O projeto, apresentado sob o pretexto de “corrigir excessos” e “garantir proporcionalidade”, tem sido amplamente criticado por juristas, entidades civis e parlamentares comprometidos com a Constituição. Isso porque o texto altera diretamente critérios de dosimetria aplicados nos julgamentos dos envolvidos nos atos golpistas de 8 de janeiro e outros episódios de ataque ao Estado Democrático de Direito, criando um atalho jurídico para abrandar punições impostas pelo Supremo Tribunal Federal.
Ao votar a favor, Joaquim Passarinho assume posição contrária ao sentimento de grande parte da população que rejeita qualquer tipo de anistia velada para quem tentou subverter o resultado das eleições e atentou contra as instituições brasileiras. A decisão do deputado reforça uma movimentação política que tenta reescrever a narrativa do golpe, minimizar responsabilidades e proteger figuras centrais do bolsonarismo.
Em vez de fortalecer os mecanismos de defesa da democracia, a aprovação desse projeto e o voto favorável de parlamentares como Passarinho sinaliza uma preocupante conivência com crimes contra o Estado.
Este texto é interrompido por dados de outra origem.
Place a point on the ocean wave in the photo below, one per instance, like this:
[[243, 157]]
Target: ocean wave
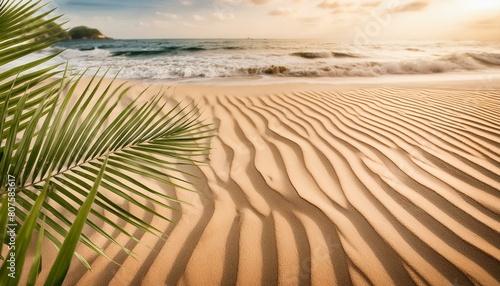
[[490, 59], [323, 55], [184, 61]]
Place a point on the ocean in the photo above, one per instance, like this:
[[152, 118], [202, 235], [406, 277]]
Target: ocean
[[180, 59]]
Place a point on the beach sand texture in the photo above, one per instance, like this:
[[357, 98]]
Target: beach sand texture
[[329, 185]]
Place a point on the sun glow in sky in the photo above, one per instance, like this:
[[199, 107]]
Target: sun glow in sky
[[326, 19]]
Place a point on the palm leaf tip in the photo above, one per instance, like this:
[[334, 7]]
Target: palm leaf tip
[[72, 134]]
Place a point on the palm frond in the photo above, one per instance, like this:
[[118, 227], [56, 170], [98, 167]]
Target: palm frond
[[64, 131]]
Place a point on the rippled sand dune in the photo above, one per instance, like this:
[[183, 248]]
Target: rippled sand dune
[[331, 186]]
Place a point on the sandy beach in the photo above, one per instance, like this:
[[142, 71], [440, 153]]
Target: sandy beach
[[327, 185]]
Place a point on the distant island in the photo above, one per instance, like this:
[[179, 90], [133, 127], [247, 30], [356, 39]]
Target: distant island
[[85, 33], [76, 33]]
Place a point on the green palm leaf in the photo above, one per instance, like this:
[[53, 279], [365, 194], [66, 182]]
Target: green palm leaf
[[63, 131]]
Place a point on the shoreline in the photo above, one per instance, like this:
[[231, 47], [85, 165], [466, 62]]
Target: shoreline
[[328, 184]]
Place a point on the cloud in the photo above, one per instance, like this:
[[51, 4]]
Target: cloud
[[168, 15], [199, 18], [260, 2], [371, 4], [282, 12], [329, 5], [411, 6], [222, 16], [488, 23]]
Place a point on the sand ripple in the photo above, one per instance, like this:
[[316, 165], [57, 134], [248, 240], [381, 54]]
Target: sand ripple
[[368, 187]]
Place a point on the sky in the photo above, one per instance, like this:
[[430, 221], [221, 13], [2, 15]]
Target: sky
[[343, 20]]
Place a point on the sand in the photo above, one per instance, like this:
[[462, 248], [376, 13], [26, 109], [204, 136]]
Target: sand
[[329, 185]]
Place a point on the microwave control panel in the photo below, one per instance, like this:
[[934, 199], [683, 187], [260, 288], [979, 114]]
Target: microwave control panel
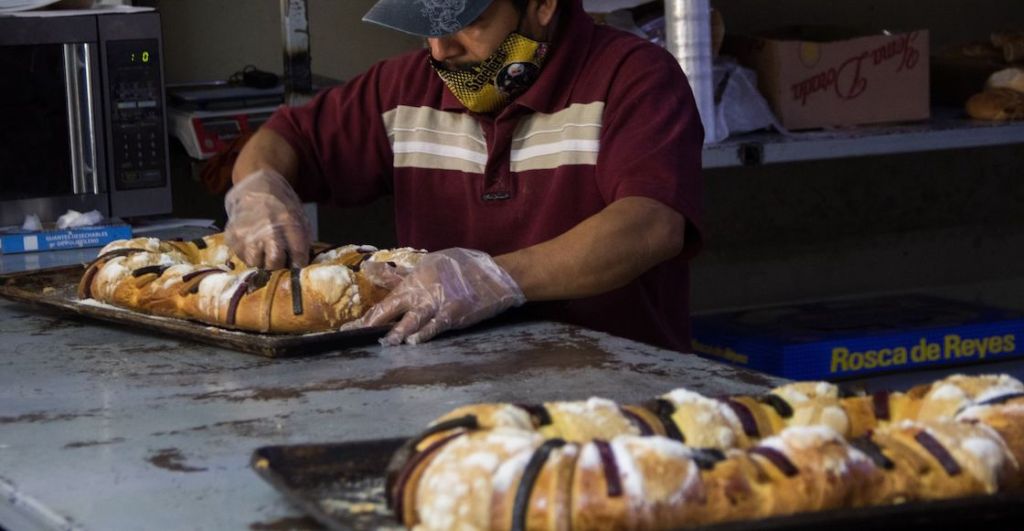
[[136, 103]]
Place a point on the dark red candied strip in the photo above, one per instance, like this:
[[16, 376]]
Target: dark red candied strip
[[243, 289], [777, 403], [403, 453], [707, 457], [296, 292], [520, 505], [880, 402], [1001, 399], [638, 422], [745, 417], [398, 497], [90, 273], [200, 272], [872, 450], [610, 469], [664, 409], [539, 414], [156, 269], [259, 279], [118, 253], [777, 458], [940, 452]]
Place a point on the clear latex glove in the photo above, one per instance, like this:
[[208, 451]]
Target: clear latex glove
[[448, 290], [266, 226]]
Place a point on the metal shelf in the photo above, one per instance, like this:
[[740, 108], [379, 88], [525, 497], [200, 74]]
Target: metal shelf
[[948, 129]]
O Congresso, que deveria ser guardião da ordem democrática, opta por revisar penas de golpistas enquanto grande parte da sociedade exige justiça, memória e responsabilidade.
A votação deixa claro que ainda existe, dentro do Parlamento, um grupo dedicado a blindar Bolsonaro e seus aliados das consequências de seus atos. Para quem espera um país mais sólido, democrático e comprometido com a verdade, o posicionamento de Joaquim Passarinho é um retrocesso lamentável.